Queue Sources are materialized as Files before ingestion
Filedge does not consume directly from Kafka, SQS, Kinesis, or other message brokers. Its ingestion boundary is the File: complete bytes in a Watched Directory, identified by Content Hash and processed through the audit state machine.
Queue data must first be materialized as complete NDJSON or Parquet files by an upstream Queue Materializer. That materializer may be Kafka Connect S3 Sink, Kafka Connect GCS Sink, Flink, Spark Structured Streaming, Vector, Benthos, a cloud-native delivery service, or a custom consumer. Once the file exists, filedge run ingests it exactly like any other file drop.
The rejected alternative is making Filedge a native queue consumer. That would require owning consumer groups, offset commits, rebalance handling, backpressure, process lifetime, poison-message behavior, message decoding, schema registry integration, and broker-specific integration tests. Those concerns are real and important, but they belong in a queue materialization layer. Pulling them into Filedge would blur the product boundary and make the tool compete with established streaming infrastructure instead of strengthening its reliability layer.

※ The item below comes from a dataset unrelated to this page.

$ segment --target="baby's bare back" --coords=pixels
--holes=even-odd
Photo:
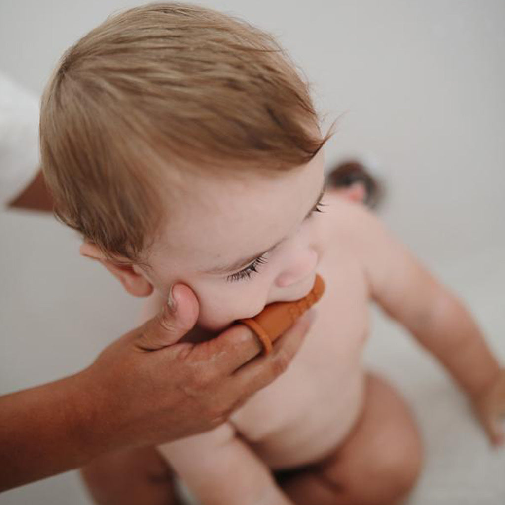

By requiring Queue Sources to become Files first, queue-originated data receives the same Content Hash deduplication, strict validation, row-level provenance, retry behavior, and filedge status visibility as API exports, SFTP-landed files, and direct file drops. The Queue Materializer may include topic, partition, and offset range in filenames, object metadata, or sidecar manifests for operator traceability. Filedge still treats the materialized file bytes as the atomic unit of work.
Considered Options
- External Queue Materializer writes files, Filedge ingests files: keeps Filedge focused on reliable file ingestion while letting mature queue tools own consumer semantics.
- Native
filedge consumewith Drain trigger: preserves a scheduled operational model, but still requires Kafka/SQS/Kinesis client dependencies, offset state, rebalance handling, poison-message policy, and long-running-process edge cases. - Native continuous consumer: lower latency, but turns Filedge into an always-on service requiring process management, liveness checks, backpressure handling, and shutdown semantics.
- Destination-direct queue sinks: simple for some warehouses, but bypasses Filedge's uniform audit, Content Hash deduplication, strict validation, and row-level provenance model.